What Happens When a Court Issues a Judgment Against You?
Before a person or a company to whom you owe money can win a judgment against you, they must first file a lawsuit in court. If you ignore the lawsuit, the court will enter an automatic judgment against you, known as a default judgment. Of course, even if you file an answer to the lawsuit, you can still lose the case.
What Happens After the Judgment Is Entered?
A judgment can turn an otherwise uncollectible old credit account into a collectible amount of money. For instance, a statute of limitations may prevent a creditor from collecting funds you owe him, after a set number of years. But that same creditor may initiate a lawsuit against you, hoping that you'll ignore it, thus allowing him to receive a default judgment against you. But had you shown up in court, the statute of limitations would have guaranteed your win. Your failure to show up to court is known as an "affirmative defense."

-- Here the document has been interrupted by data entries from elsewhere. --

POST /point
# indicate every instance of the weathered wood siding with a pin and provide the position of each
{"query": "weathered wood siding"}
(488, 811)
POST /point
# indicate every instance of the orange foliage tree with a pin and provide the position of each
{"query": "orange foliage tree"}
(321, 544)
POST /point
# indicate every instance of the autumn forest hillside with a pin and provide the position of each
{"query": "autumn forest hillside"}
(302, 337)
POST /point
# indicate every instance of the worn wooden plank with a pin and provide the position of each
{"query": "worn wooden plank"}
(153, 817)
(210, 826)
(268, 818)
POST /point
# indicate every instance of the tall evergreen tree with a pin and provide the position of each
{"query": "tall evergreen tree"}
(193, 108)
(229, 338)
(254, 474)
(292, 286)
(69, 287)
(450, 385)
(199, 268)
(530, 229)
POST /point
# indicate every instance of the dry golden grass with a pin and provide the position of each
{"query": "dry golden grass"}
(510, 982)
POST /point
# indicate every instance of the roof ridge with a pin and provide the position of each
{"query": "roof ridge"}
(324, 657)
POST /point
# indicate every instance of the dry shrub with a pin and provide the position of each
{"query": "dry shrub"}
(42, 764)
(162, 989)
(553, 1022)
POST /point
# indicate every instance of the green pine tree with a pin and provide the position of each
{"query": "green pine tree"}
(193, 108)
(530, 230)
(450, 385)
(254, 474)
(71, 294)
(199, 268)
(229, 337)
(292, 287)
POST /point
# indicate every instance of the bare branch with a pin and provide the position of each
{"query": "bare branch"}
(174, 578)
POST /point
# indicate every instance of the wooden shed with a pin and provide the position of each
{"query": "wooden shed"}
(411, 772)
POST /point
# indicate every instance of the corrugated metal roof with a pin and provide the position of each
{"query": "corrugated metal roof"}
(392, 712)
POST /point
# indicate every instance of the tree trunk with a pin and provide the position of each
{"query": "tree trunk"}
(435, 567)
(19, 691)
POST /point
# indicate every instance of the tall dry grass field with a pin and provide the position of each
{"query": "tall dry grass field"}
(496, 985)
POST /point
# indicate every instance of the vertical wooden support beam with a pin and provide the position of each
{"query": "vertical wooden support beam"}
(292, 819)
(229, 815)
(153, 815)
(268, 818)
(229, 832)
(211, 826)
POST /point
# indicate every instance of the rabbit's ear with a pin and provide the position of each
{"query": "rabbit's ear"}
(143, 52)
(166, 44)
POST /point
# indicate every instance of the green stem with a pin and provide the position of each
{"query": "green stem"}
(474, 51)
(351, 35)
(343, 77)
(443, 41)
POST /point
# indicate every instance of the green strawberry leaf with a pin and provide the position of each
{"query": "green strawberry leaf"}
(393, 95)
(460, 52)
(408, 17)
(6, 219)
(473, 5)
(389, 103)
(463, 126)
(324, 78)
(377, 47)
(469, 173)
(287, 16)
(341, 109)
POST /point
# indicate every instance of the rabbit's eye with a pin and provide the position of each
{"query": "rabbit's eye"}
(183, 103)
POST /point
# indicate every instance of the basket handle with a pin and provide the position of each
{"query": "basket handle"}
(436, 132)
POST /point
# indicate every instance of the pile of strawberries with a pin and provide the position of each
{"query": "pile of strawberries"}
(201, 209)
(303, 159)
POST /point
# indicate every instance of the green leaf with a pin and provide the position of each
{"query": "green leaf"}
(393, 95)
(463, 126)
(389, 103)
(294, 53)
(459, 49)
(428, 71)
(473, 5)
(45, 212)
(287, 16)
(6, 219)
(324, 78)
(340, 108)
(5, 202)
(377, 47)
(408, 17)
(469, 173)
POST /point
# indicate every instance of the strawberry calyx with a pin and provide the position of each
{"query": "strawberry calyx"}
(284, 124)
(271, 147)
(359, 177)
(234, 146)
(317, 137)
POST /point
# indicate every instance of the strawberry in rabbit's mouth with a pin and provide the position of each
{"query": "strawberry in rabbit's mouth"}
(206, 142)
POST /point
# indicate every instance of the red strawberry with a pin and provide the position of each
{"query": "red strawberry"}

A judgment is good for 10 or more years.
Depending on your state, a judgment remains valid for 10 or more years. That's a long time for a debt to follow you around. Furthermore, judgments show up on credit reports and may appear on background checks until the judgments expire.
How the Creditor Can Use the Judgment.
Under state law, a judgment is a lien on property, which opens up a host of possibilities for creditors. If your state allows it, the judgment can file a levy with the court and your employer, instructing the employer to garnish a portion of your wages, to pay the creditor with. Garnishments may also target bank accounts. However, pension benefits, Social Security, and disability payments, and unemployment and worker's comp benefits cannot be levied or garnished for debt—with the exception child support and alimony obligations.
Your creditor can present the judgment against you to a sheriff, instructing him to seize and sell your property, to pay off judgments. This action, called "an execution of a levy," can be extremely unnerving. Imagine a deputy knocking on your door with that piece of paper, entitling him to take your plasma TV or drive off in your car.
In some states, creditors can force the sale of your home. At the very least, the judgment appears in your county's property records, so when you sell or refinance your property, the title insurer will require that the judgment be paid in full from the proceeds.
How Can I Avoid a Judgment?
Judgments can disrupt your finances and your job, and they can prevent you from obtaining insurance, renting an apartment or gaining security clearances. Therefore it is well worth the effort it takes to defend lawsuits filed against you.